Alors que de nombreux commentateurs, comme Frantz Duval le rédacteur en chef du quotidien haïtien Le Nouvelliste, s'interrogeaient sur le sens de la « dette » évoquée par François Hollande, l'entourage du président, cité dans plusieurs médias, a dû préciser que cette « dette » évoquée est seulement « morale » et non financière. Le jour de son arrivée, François Hollande a confirmé en Haïti ne pas envisager le remboursement de cette dette en ne l'évoquant pas. Il a toutefois fait des annonces de soutien de la France au système éducatif haïtien disant vouloir miser sur le futur puisqu'on ne peut pas changer le passé.

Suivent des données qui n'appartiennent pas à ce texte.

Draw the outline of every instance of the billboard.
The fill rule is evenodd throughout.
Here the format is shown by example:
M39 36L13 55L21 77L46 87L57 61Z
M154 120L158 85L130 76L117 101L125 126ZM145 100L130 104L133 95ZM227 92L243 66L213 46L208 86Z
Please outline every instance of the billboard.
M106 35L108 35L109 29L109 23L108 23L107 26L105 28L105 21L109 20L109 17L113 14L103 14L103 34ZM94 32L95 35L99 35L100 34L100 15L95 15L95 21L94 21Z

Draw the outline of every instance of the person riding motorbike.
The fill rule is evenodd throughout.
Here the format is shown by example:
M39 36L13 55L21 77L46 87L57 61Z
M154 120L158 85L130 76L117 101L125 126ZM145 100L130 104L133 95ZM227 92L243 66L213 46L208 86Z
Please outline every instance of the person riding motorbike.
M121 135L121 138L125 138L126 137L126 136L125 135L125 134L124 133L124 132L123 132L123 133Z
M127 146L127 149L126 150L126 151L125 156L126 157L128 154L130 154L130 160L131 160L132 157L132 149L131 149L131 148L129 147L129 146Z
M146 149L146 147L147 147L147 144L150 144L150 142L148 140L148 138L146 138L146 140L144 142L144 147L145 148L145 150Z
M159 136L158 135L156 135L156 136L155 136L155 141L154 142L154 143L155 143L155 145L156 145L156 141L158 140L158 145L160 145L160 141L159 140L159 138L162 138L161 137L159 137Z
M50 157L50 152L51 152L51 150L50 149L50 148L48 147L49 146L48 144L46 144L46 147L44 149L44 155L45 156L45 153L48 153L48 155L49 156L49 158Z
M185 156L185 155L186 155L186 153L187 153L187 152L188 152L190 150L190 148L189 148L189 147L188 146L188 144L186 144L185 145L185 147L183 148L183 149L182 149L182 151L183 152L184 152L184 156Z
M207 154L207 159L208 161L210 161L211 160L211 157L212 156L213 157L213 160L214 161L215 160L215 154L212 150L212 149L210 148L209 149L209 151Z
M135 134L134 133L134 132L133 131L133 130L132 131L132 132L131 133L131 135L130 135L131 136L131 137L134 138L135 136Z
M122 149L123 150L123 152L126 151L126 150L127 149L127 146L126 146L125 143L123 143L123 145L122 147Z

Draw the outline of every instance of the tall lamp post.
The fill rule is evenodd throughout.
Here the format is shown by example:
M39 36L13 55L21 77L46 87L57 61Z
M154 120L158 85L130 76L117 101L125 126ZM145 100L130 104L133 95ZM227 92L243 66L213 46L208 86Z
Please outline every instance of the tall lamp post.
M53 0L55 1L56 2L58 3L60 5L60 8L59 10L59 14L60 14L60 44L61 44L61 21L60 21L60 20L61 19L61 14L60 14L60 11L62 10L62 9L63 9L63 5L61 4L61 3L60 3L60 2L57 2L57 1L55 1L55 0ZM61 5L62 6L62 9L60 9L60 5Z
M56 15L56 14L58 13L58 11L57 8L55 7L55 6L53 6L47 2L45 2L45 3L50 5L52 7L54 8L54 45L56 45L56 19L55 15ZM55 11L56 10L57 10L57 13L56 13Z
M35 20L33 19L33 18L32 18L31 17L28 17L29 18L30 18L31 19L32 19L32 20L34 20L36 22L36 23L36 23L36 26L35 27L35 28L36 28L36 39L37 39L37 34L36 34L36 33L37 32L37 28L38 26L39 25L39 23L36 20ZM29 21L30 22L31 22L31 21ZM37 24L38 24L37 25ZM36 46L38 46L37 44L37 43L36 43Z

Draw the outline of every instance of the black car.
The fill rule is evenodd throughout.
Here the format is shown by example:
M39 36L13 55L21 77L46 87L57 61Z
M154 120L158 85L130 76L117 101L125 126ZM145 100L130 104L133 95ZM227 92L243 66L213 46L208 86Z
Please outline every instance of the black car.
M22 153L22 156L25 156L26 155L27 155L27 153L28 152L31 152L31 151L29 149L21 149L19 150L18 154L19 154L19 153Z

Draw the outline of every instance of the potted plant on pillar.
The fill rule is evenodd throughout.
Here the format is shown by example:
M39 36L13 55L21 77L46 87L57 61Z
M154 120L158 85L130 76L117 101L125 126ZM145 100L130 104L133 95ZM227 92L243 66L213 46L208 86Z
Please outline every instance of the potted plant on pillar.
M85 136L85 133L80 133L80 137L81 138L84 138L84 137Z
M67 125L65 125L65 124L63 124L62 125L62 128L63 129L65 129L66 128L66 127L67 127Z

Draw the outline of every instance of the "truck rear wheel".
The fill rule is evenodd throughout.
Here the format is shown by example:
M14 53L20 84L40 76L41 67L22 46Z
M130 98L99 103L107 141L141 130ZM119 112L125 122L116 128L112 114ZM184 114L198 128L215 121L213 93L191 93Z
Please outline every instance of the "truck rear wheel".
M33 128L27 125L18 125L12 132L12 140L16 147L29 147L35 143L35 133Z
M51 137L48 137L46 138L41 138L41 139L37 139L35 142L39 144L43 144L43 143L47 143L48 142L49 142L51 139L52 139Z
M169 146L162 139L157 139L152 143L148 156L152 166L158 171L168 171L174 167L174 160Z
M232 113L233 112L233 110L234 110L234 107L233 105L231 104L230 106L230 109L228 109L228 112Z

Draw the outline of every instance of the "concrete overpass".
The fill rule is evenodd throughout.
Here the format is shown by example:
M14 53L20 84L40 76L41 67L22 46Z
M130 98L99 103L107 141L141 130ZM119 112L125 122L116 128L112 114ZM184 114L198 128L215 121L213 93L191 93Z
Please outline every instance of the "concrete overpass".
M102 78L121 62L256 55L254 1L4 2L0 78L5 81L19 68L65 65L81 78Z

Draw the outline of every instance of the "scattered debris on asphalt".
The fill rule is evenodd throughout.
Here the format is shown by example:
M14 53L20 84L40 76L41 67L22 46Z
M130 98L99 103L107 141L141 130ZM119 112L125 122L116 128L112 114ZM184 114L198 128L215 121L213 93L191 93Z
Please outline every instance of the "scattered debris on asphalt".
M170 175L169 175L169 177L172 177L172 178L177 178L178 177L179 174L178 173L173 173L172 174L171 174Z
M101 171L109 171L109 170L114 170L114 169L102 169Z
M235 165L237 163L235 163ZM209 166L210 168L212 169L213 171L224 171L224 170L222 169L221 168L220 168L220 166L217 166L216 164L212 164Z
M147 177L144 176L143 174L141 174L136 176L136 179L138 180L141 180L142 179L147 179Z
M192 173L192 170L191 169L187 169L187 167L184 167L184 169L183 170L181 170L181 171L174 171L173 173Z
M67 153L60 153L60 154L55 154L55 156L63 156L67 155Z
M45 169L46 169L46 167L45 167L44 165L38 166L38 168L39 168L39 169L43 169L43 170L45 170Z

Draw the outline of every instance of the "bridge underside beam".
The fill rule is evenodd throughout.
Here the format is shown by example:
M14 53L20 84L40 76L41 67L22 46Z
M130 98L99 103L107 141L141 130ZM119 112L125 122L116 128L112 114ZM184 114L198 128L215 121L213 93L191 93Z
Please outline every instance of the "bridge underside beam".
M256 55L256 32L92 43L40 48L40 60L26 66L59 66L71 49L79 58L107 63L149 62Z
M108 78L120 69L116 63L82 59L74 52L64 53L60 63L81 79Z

Une précision qui, si elle a déçu les partisans du remboursement, a relancé le débat sur la « dette de l'indépendance ». Le lendemain du premier discours,  l'éditorial du Nouvelliste rappelait comment cette « indemnité » avait « entravé l'économie haïtienne » et « étranglé le développement [du pays] ». En France, le président du Conseil représentatif des associations noires (Cran), Louis-Georges Tin, a vivement réagi ce lundi, dans un communiqué. « Haïtiens, on se moque de vous. Ce revirement est une insulte insupportable qui vous est faite, qui nous est faite, » estime M. Tin, « Ne laissez pas la France vous voler une seconde fois. »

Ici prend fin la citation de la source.